Hi. I'm pretty new here, found this site a few days ago and have been reading and learning so much.

My problem is that my husband cannot forgive me for something I did over 23 years ago. 23+ years ago while engaged to my husband. I kissed someone else. It was a foolish, stupid thing I did. It was the stupidity of youth, maybe a little scared of getting married, I dunno.....it was the dumbest thing I ever did. I regretted it and told him about it after it happened. To make a long story short, we ended up getting married. The problem is over the past 23 years, I have been saying I am sorry again and again. Every time we get into an argument, he brings it up. I have tried to make it up to him again and again.
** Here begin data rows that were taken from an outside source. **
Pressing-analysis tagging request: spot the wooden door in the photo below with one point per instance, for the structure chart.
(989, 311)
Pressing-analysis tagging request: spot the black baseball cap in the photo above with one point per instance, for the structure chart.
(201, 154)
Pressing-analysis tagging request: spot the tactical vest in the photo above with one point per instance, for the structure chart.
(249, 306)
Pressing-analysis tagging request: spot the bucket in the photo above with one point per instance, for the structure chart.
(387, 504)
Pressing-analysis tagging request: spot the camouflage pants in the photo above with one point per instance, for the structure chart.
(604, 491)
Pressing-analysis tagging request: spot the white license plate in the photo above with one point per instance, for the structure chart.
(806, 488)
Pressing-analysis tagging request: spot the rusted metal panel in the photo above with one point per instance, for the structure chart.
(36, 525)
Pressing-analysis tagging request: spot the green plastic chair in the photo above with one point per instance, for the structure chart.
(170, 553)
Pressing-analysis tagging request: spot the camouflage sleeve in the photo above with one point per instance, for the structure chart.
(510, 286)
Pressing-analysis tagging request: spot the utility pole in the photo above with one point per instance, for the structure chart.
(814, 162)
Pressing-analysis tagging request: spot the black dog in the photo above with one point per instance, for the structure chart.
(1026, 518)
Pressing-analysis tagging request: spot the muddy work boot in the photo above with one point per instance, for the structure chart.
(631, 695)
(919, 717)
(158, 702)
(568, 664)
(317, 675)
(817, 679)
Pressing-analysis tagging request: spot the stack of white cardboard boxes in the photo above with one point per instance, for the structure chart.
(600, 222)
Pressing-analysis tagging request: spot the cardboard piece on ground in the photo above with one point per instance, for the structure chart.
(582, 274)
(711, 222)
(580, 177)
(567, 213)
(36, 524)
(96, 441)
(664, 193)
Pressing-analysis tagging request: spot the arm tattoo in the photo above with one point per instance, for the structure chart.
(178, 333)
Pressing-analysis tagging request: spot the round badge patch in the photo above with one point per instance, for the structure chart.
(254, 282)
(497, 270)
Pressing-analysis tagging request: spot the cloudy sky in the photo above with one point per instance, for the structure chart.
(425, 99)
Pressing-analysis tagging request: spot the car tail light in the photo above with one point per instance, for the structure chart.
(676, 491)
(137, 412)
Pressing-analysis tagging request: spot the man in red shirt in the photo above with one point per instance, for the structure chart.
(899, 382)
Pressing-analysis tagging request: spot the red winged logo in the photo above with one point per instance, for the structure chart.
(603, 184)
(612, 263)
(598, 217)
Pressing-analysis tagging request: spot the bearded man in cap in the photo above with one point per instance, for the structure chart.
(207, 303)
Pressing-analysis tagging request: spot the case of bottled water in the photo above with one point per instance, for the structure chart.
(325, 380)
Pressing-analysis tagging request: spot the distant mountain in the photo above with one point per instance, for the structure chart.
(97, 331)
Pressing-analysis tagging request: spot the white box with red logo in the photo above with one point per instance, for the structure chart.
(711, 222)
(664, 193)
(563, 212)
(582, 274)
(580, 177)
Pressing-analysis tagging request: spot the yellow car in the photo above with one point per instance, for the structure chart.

I just don't know what to do at this point. There is a lot more to this story and I'm not sure how much to tell, but along the path of our marriage, my husband also had an affair. After it happened, I sort of felt - well, I deserved what I got and now the playing field is finally level. It took me years to get over his indiscretion, but I think it's finally behind me. The problem is, my husband still brings up what I did again and again. I'm at the point now, where I don't feel guilty anymore, I am more angry than anything. He has told me that the reason he is still upset is because "It's ok for men to have affairs, because we are men, but it's not ok for women". He's told me that he is only staying around because of our 3 kids. He hasn't come out and said as much, but from filling in all the pieces of his actions and words it sounds to me like he is just biding his time until the kids are grown, and he will make his get-away. 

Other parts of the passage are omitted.